To solve the linear programming problem of maximizing \( Z = x + 2y \) subject to the constraints:
1. \( x - y \leq 10 \)
2. \( 2x + 3y \leq 20 \)
3. \( x \geq 0 \)
4. \( y \geq 0 \)
we will follow these steps:
### Step 1: Graph the Constraints
First, we will graph the constraints to find the feasible region.
**Constraint 1:** \( x - y \leq 10 \)
To graph this, we can rearrange it to \( y \geq x - 10 \). The line \( y = x - 10 \) has a y-intercept of -10 and an x-intercept of 10.
**Constraint 2:** \( 2x + 3y \leq 20 \)
Rearranging gives us \( 3y \leq 20 - 2x \) or \( y \leq \frac{20 - 2x}{3} \). The y-intercept is \( \frac{20}{3} \) and the x-intercept is 10.
### Step 2: Identify the Feasible Region
Next, we plot the lines on a graph and shade the appropriate regions based on the inequalities. The feasible region will be where all shaded areas overlap, considering that \( x \geq 0 \) and \( y \geq 0 \).
### Step 3: Find the Corner Points
The maximum value of \( Z \) will occur at one of the corner points of the feasible region. We need to find the intersection points of the lines.
1. **Intersection of \( x - y = 10 \) and \( 2x + 3y = 20 \)**:
- From \( x - y = 10 \), we have \( y = x - 10 \).
- Substitute into \( 2x + 3(x - 10) = 20 \):
\[
2x + 3x - 30 = 20 \implies 5x = 50 \implies x = 10
\]
Then, \( y = 10 - 10 = 0 \). So, one corner point is \( (10, 0) \).

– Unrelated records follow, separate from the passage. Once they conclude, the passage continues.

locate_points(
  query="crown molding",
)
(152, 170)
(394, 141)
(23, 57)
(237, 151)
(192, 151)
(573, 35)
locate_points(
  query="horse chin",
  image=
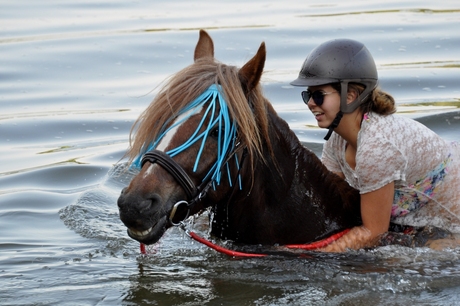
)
(151, 235)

2. **Intersection of \( x - y = 10 \) and \( y = 0 \)**:
- Setting \( y = 0 \) in \( x - y = 10 \) gives \( x = 10 \). So, we have \( (10, 0) \).
3. **Intersection of \( 2x + 3y = 20 \) and \( y = 0 \)**:
- Setting \( y = 0 \) in \( 2x + 3y = 20 \) gives \( 2x = 20 \implies x = 10 \). So, we have \( (10, 0) \).

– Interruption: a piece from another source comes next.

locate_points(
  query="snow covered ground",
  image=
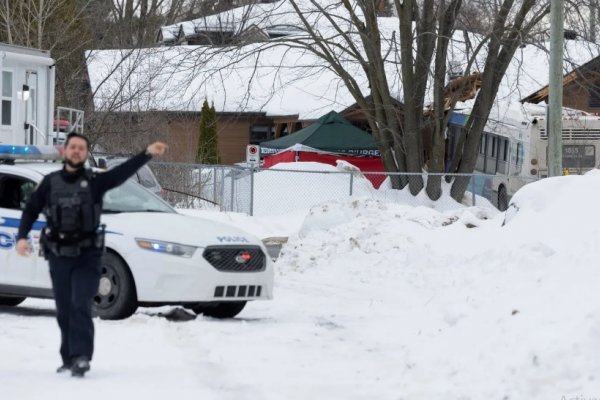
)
(373, 300)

4. **Intersection of \( 2x + 3y = 20 \) and \( x = 0 \)**:
- Setting \( x = 0 \) gives \( 3y = 20 \implies y = \frac{20}{3} \). So, we have \( (0, \frac{20}{3}) \).
5. **Intersection of \( x - y = 10 \) and \( y = 0 \)**:
- This gives \( (10, 0) \) again.
### Step 4: Evaluate the Objective Function at Each Corner Point
Now we evaluate \( Z = x + 2y \) at each corner point:
1. At \( (10, 0) \):
\[
Z = 10 + 2(0) = 10
\]
2. At \( (0, \frac{20}{3}) \):
\[
Z = 0 + 2 \left(\frac{20}{3}\right) = \frac{40}{3} \approx 13.33
\]
### Step 5: Determine the Maximum Value
Comparing the values of \( Z \):
- At \( (10, 0) \), \( Z = 10 \)
- At \( (0, \frac{20}{3}) \), \( Z = \frac{40}{3} \approx 13.33 \)
The maximum value of \( Z \) occurs at the point \( (0, \frac{20}{3}) \) with \( Z = \frac{40}{3} \).
### Final Answer
The maximum value of \( Z \) is \( \frac{40}{3} \).